Due to the new plant, the town upgraded the area's water supply system. By 1963, Elgin was drilling wells as part of a new $150,000 water system, and the plant had begun production. In 1967, officials from the Elgin National Watch Company announced that the plant would be sold to B. F. Goodrich, a manufacturer of tennis shoes, due to the company's inability to compete with foreign-made products. That year, the Hardwicke Chemical Company broke ground at a 15-acre site near Elgin.
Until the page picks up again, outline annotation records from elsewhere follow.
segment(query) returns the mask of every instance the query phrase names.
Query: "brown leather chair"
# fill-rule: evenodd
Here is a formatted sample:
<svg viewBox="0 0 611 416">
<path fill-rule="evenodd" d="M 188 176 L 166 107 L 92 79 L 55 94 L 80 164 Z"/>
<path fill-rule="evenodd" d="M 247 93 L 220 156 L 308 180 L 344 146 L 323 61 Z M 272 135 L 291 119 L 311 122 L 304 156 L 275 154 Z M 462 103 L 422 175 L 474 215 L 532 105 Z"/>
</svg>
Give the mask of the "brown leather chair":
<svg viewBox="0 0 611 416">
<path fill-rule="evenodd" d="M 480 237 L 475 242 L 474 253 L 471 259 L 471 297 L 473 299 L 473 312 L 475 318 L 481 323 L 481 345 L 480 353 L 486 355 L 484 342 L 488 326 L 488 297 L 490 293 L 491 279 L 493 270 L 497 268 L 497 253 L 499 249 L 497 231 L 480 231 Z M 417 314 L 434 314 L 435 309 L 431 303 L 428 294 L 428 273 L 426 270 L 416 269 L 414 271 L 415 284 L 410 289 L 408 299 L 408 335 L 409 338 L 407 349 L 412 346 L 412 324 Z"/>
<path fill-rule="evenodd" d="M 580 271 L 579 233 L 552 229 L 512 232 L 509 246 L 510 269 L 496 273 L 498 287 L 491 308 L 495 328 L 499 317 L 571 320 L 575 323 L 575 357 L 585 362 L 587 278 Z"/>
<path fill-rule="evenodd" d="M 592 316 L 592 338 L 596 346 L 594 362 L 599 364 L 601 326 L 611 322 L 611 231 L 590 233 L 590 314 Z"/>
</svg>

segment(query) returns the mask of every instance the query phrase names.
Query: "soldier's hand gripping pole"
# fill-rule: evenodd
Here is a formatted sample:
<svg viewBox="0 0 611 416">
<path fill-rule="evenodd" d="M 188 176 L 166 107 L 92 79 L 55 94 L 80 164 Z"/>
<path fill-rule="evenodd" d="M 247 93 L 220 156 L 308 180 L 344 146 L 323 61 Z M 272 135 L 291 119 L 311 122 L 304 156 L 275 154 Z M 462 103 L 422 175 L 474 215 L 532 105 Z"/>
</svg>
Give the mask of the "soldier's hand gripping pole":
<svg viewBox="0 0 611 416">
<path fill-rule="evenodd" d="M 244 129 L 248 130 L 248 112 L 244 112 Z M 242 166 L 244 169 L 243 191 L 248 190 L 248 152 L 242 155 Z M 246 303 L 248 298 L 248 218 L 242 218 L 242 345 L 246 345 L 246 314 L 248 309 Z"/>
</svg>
Elgin's growth has continued in recent years. In 2005, a new sewer system was completed for the town and a new municipal complex was finished to house the town hall, police department, and fire station. The town grew by over 50% between the 2000 and 2010 census, going from 806 to 1311 residents with continued growth expected in the future. Elgin's current mayor is Melissa Emmons.

==Transportation==
Since 1931, US Route 1 has been the town's Main Street, running parallel to Interstate 20. Exit 87, 3 mi southeast of the town center, provides access from I-20.

===Major highways===
- Interstate 20
- US Route 1
- SC Highway 12

==Education==
- Lugoff-Elgin High School
- Lugoff-Elgin Middle School
- Leslie M. Stover Middle School
- Blaney Elementary School
- Doby's Mill Elementary School

Elgin has a public library, a branch of the Kershaw County Library.

==Arts and culture==
Elgin is home to the Catfish Stomp, an annual Christmas parade that takes place every year down Main Street.